Quelques exemples pour amener votre compréhension :
- « - Genesis, sans Peter Gabriel, c'est plus Genesis, tu vois ? »
- « Crosby, Still, Nash & Young, sans Young, c'est plus Crosby, Still, Nash & Young, tu vois ? »
- « Barclay James Harvest, s'ils étaient produits par Barclay, ça ferait Barclay-Barclay James Harvest, tu vois ? ».
BARCLAY JAMES HARVEST et l'album live « Berlin » (1978)
J'ai eu des bons amis Babas, Claude et Jackie (qui n'avait de lien avec aucun Michel).
Ils écoutaient Genesis avec Peter Gabriel, Neil Young tout seul et BJH au complet, tandis que mon cœur balançait déjà pour Scorpions, dont certaines compositions planantes parvenaient à trouver grâce auprès de leurs oreilles.
« Fly To The Rainbow » (1974), second album du groupe allemand Scorpions.
Quand ses parents n'étaient pas là, Claude nous invitait pour la soirée. Chacun amenait ses trente-trois tours, que nous écoutions en voyageant parmi les volutes enfumées.
Dans la discothèque de Claude se trouvait le disque d'un groupe de Montreal au chant français : « Harmonium ». Ce groupe est resté fameux dans l'univers du prog'.

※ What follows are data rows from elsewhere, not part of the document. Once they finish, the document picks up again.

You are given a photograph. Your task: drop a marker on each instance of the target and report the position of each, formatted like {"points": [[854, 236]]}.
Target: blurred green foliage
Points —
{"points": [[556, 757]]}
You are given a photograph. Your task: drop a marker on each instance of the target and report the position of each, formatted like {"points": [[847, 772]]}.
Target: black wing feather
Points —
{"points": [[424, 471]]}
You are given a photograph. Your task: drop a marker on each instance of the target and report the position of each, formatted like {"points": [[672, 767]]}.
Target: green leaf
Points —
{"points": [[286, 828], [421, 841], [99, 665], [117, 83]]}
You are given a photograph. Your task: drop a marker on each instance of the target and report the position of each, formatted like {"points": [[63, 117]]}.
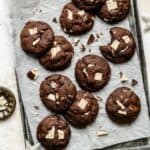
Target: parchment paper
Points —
{"points": [[82, 139]]}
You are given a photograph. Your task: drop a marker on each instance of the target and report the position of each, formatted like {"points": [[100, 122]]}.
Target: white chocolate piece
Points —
{"points": [[124, 78], [3, 101], [115, 44], [102, 133], [91, 65], [111, 4], [126, 39], [81, 12], [70, 14], [98, 76], [120, 104], [61, 134], [55, 50], [51, 97], [83, 103], [51, 133], [36, 42], [33, 31], [122, 112]]}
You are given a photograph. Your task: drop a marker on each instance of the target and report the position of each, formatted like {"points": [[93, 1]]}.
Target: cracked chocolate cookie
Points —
{"points": [[7, 103], [75, 21], [88, 5], [53, 133], [59, 55], [57, 92], [122, 46], [113, 11], [84, 109], [36, 37], [123, 106], [92, 72]]}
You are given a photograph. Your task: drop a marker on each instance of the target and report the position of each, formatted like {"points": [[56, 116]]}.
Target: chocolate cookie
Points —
{"points": [[113, 11], [92, 72], [123, 105], [59, 56], [57, 92], [88, 5], [122, 46], [75, 21], [84, 109], [36, 37], [53, 133], [7, 103]]}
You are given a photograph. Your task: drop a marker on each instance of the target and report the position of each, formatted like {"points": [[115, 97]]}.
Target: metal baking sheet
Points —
{"points": [[46, 10]]}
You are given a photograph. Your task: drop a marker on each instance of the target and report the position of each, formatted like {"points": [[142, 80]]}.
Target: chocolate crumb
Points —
{"points": [[91, 39], [76, 43], [134, 82], [55, 20], [83, 48]]}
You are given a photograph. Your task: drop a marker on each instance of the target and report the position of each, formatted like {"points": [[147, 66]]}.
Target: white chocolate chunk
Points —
{"points": [[51, 133], [126, 39], [85, 72], [55, 50], [3, 101], [122, 112], [33, 31], [61, 134], [111, 4], [83, 103], [120, 104], [98, 76], [51, 97], [81, 12], [124, 78], [70, 14], [102, 133], [36, 41], [2, 108], [115, 44]]}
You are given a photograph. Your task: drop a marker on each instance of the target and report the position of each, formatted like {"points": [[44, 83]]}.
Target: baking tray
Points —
{"points": [[37, 8]]}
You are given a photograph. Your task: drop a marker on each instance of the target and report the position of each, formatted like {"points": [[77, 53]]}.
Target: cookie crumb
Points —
{"points": [[134, 82], [91, 39], [33, 74], [102, 133]]}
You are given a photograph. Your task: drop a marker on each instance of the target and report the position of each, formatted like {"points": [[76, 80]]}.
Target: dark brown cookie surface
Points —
{"points": [[53, 133], [7, 103], [36, 37], [114, 11], [88, 4], [57, 92], [59, 56], [75, 21], [92, 72], [122, 46], [123, 105], [84, 109]]}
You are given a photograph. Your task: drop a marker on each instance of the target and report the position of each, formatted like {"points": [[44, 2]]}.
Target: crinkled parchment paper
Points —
{"points": [[82, 139]]}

Harmonium a fait ses premières armes en Anglais, et c'est leur manager qui a la bonne idée de suggérer au groupe d'écrire en Français. Ainsi naît cet album, refusé en 1973 par plusieurs majors en raison de la longueur de ses morceaux.
C'est finalement Quality Records, un label plutôt positionné dans le disco, qui signe et qui permet à Harmonium de trouver son public.
« Harmonium » l'album est mis en boîte en moins d'une semaine.
La légende raconte que le dernier jour les musiciens sortirent recruter une dizaine de passants parmi la foule du samedi sur la rue St-Catherine (la plus grande rue commerçante de Montreal) afin de tenir les chœurs sur « Un musicien parmi tant d'autres », la dernière piste :
« Où est allé tout ce monde /
Qui avait que'qu' chose à raconter (di li do da la da) /
On a mis quelqu'un au monde /
On devrait peut-être l'écouter. »
Les harmonies vocales d'Harmonium sont d'une douceur hypnotique. La pochette est une reproduction de l'Habit De Musicien, extrait des « Costumes grotesques » du graveur Nicolas de Larmessin (1632-1694). Elle sera régulièrement utilisée par le groupe.
« Harmonium » a fait l'objet de deux rééditions, l'une en 1992 - avec un titre bonus - l'autre en 2019. C'est cette seconde version, totalement révisée à partir des bandes originales, rebaptisée « Harmonium XLV », que vous choisirez.
Sorti à l'occasion du quarante-cinquième anniversaire de l'album « Harmonium », « Harmonium XLV» revisite le son à partir des bandes originales.
Aujourd'hui mon ami Claude vit au Québec. Il doit écouter Harmonium plus que jamais. Je n'ai plus de nouvelles de Jackie. Quand à Daniel, s'il a survécu, vous le reconnaîtrez facilement : il est encore accroché à la barre d'un bus dont il n'a jamais pu descendre.